Para a especialista em direito processual penal, as secretarias de Segurança Pública de Goiás e do Distrito Federal devem esclarecer como foi feita a operação e se houve transgressão de direitos do foragido. “Há muito o que se explicar. Como ele reagiu? Para onde ele disparou? Se descarregou a arma, onde estão os feridos? Não foi explicado qual o armamento utilizado por ele”, questiona.

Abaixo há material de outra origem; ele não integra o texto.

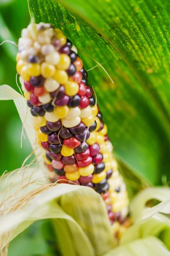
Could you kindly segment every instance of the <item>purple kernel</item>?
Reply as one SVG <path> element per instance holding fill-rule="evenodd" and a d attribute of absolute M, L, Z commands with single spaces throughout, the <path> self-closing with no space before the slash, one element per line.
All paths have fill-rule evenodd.
<path fill-rule="evenodd" d="M 83 122 L 81 122 L 79 124 L 76 126 L 70 128 L 70 131 L 74 134 L 79 134 L 82 133 L 85 129 L 85 125 Z"/>
<path fill-rule="evenodd" d="M 42 86 L 44 82 L 45 78 L 42 76 L 31 76 L 30 79 L 30 83 L 33 86 L 35 87 L 39 87 Z"/>
<path fill-rule="evenodd" d="M 62 107 L 67 105 L 69 101 L 70 98 L 67 95 L 64 95 L 62 98 L 59 99 L 56 99 L 54 102 L 54 104 L 59 107 Z"/>
<path fill-rule="evenodd" d="M 84 141 L 87 140 L 89 138 L 90 132 L 86 128 L 82 133 L 79 134 L 76 134 L 75 137 L 80 141 Z"/>
<path fill-rule="evenodd" d="M 49 130 L 53 131 L 57 131 L 60 130 L 62 127 L 62 123 L 61 120 L 55 122 L 47 122 L 47 126 Z"/>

“Estavam presentes 270 pessoas, drones e helicóptero. Com todo esse aparato, não conseguiram alvejar o foragido no ombro para pará-lo? Foram 38 tiros!”, destaca. Ela pede que a perícia seja feita e que os responsáveis pelo caso informem à sociedade como a captura e a morte ocorreram, assim como a motivação dos crimes cometidos por Lázaro. “Com informações claras e transparência, toda a sociedade poderá desenvolver mecanismos para proteger melhor a sociedade, além de melhorar os sistemas de buscas”, pontua.
Cristiane afirma que a morte de Lázaro não deveria ser comemorada, principalmente se ela revela uma maneira clandestina de a polícia agir. “Quando uma pessoa mata e rouba, ela quebra um pacto social e deve pagar legalmente sobre esse ato. Não é porque ela fez isso que a polícia pode fazer também. Estamos em um estado democrático e não podemos achar que quem comete crime não pode ter mais nenhum direito”, critica.

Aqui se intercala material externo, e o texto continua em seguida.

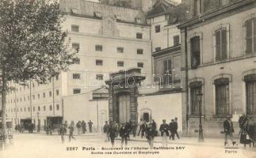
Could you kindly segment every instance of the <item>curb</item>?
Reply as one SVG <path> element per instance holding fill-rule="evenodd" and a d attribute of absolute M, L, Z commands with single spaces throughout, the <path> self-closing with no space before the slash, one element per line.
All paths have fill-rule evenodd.
<path fill-rule="evenodd" d="M 121 138 L 120 137 L 117 137 L 116 138 L 117 140 L 121 140 Z M 136 141 L 136 142 L 147 142 L 147 140 L 136 140 L 136 139 L 131 139 L 128 140 L 130 141 Z M 159 143 L 161 144 L 162 141 L 154 141 L 154 143 Z M 188 143 L 188 142 L 174 142 L 174 141 L 168 141 L 167 144 L 170 144 L 170 145 L 196 145 L 196 146 L 211 146 L 211 147 L 218 147 L 218 148 L 224 148 L 225 146 L 224 145 L 215 145 L 215 144 L 207 144 L 207 143 L 204 143 L 204 142 L 202 142 L 202 143 L 195 143 L 195 142 L 191 142 L 191 143 Z M 238 145 L 238 147 L 239 147 Z"/>

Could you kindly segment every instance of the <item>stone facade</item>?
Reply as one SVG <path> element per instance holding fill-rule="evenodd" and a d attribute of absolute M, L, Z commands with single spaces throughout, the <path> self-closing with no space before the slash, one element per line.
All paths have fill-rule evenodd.
<path fill-rule="evenodd" d="M 183 130 L 189 135 L 195 135 L 198 129 L 199 115 L 193 114 L 191 84 L 200 82 L 202 98 L 204 134 L 208 137 L 223 137 L 223 121 L 231 115 L 237 134 L 239 116 L 246 114 L 246 74 L 254 73 L 255 54 L 246 54 L 246 28 L 247 20 L 255 18 L 254 1 L 234 1 L 211 12 L 201 13 L 180 24 L 181 30 L 181 70 L 185 83 L 182 93 Z M 216 58 L 216 31 L 227 30 L 227 54 L 224 60 Z M 191 39 L 200 38 L 200 63 L 192 66 Z M 226 115 L 219 115 L 216 110 L 216 80 L 227 80 L 227 109 Z M 205 127 L 205 128 L 204 128 Z"/>

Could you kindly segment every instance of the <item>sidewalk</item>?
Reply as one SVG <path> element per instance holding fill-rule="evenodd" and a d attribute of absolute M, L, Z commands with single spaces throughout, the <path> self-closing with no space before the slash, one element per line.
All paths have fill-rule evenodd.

Para ela, aceitar acriticamente uma operação com tantas perguntas a serem respondidas é permitir que a força de segurança estatal possa ter poderes inconstitucionais. “Uma coisa que a população tem que entender é: o Estado não pode agir clandestinamente”, afirma. Se pegarmos a estrutura estatal e legitimarmos a clandestinidade, iremos permitir que ele possa invadir nossas casas e descumprir diversas outras leis. O Estado precisa ser regido, especificamente, pela legalidade”, frisa.
Apesar das críticas à polícia, Cristiane deixa claro que não dá razão a Lázaro, mas, sim, que a sociedade precisa exigir transparência nas operações policiais. “As pessoas não enxergam o perigo de legitimar uma ação ilegal do Estado. Em nenhum momento, falo que ele está com razão ou que sinto pena dele. Mas, sim, que ele deveria pagar pelo crime de acordo com as leis brasileiras”, completa a advogada.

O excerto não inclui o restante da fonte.